What’s actually in the bill, why the cries of gevald, and will you still be able to get a Badatz pizza?
New Religious Affairs minister Matan Kahana’s reforms to the kashrus system, announced last week, raised a storm of protest from the chief rabbinate and religious politicians who warned of the destruction of kashrus standards. So what’s actually in the bill, why the cries of gevald, and will you still be able to get a Badatz pizza?
- Privatization — The main innovation will be to terminate the direct role the Chief Rabbinate currently has as a direct kashrus provider. Instead, private organizations will provide kashrus certification, with the Rabbanut acting as regulator and setting standards. To qualify as a kashrus label, the organization must be headed by someone qualified as a municipal chief rabbi.
- Competition — These reforms are meant to encourage a market-based dynamic in kashrus provision, so that a kashrus label from one city can service a restaurant in another, in line with practice elsewhere in the world, where hechsherim compete to offer services. Sounds legitimate, so why the resistance?
- Overruled — In practice, the Chief Rabbinate, which is responsible for basic and universal standards, won’t be the final arbiter of kashrus in Israel.
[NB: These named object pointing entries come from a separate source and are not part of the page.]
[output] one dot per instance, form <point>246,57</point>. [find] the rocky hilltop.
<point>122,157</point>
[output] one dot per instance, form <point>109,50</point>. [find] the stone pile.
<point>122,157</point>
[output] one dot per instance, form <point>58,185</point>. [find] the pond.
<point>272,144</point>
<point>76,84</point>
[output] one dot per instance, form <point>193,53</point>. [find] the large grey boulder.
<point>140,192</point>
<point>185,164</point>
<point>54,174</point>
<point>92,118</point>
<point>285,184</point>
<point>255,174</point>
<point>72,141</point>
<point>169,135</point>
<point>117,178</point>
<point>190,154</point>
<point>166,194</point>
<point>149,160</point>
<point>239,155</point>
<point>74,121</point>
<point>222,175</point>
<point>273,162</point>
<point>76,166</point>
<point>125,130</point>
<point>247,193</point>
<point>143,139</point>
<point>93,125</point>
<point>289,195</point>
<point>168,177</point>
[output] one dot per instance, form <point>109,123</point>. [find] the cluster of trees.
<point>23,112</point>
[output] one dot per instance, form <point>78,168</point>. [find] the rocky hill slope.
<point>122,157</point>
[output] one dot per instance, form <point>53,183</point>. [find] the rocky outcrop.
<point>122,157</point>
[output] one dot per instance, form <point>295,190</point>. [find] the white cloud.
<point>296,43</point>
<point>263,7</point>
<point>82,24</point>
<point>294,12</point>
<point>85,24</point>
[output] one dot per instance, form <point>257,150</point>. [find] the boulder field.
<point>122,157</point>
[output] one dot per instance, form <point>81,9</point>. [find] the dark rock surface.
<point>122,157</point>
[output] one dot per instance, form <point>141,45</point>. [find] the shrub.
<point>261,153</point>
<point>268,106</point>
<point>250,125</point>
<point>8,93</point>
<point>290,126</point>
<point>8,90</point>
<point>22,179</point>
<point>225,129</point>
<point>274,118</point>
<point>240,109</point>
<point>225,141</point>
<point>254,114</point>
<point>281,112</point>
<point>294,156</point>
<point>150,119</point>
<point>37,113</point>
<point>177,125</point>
According to Kahana’s proposals, any three rabbis qualified to serve as municipal chief rabbis — including one current or former municipal rabbi — can overrule the Chief Rabbinate to operate more leniently. This includes providing a hechsher for a restaurant open on Shabbos.
- Struggle — Could that really happen? The answer is that Kahana’s move is part of a struggle within the national-religious world over religious standards. Organizations like Neemanei Torah v’Avodah (NTA), a dati-leumi lobbyist group, has pushed for greater liberalization within the world of kashrus and beyond. Tzohar, a rabbinic group that challenges the Rabbanut’s authority on a host of topics, is also eager to provide kashrus services. The group’s halachic standards are subpar, as the Chief Rabbinate recently ruled.
- Kashrus Bazaar — The Rabbanut’s own response was fierce: It termed the changes “the end of kashrus in Israel.” The strong condemnation from both senior chareidi and national-religious rabbanim was born of a sense that the new kashrus free-for-all will most affect the vast majority of traditional Jews who rely on “Kosher” signs, and won’t know that under the new labels, things may not be what they seem.
Weakened — How will non-Rabbanut mehadrin hechsherim be affected? The answer is that you’ll still be able to eat out safely at frum joints, but overall standards are down.
“As soon as you take the Rabbanut out of the picture, private Badatzim are weakened as well,” says Yaakov Kenigsbuch of Bnei Brak’s Shearis Yisrael hechsher. “Take financial penalties. If a vendor tricks the mashgiach, the kashrus authority can at most take away the license. Only the Chief Rabbinate can initiate legal proceedings and levy a fine against the vendor. That is a major deterrent to kashrus malpractice.”
These pages have thankfully seen far less of Covid than they did for most of last year, but with growing waves across widely vaccinated countries like the UK, Israel, and the US, here are two (unrelated) thoughts.
According to America’s Center for Disease Control and Prevention (CDC), life expectancy dropped by a year and a half, the steepest one-year decline since World War II. The excess mortality was due mainly to Covid, as well as homicides, diabetes, and chronic liver disease related to alcohol consumption — likely linked to last year’s lockdown policies.
As Covid has become another battlefront of partisan politics, it’s worth remembering that sobering figure. We rightly have to debate what to do about endless restrictions versus mutations, but there’s no doubt that without up-to-date vaccines, Covid’s a killer.
And then there’s this. Remember when the Mexican beer brand — unlucky enough to share a name with a once-in-a-century pandemic — faced a bleak future? Turns out that the label had a frothy year, with UK sales alone rising 40% in 2020.
Might it have helped that the coronavirus mouthful quickly gave way to Covid, a more palatable moniker?
Very possibly, but it’s also a reminder that for brewing giants as well as ordinary mortals, Hashem pulls the purse strings in unexpected ways.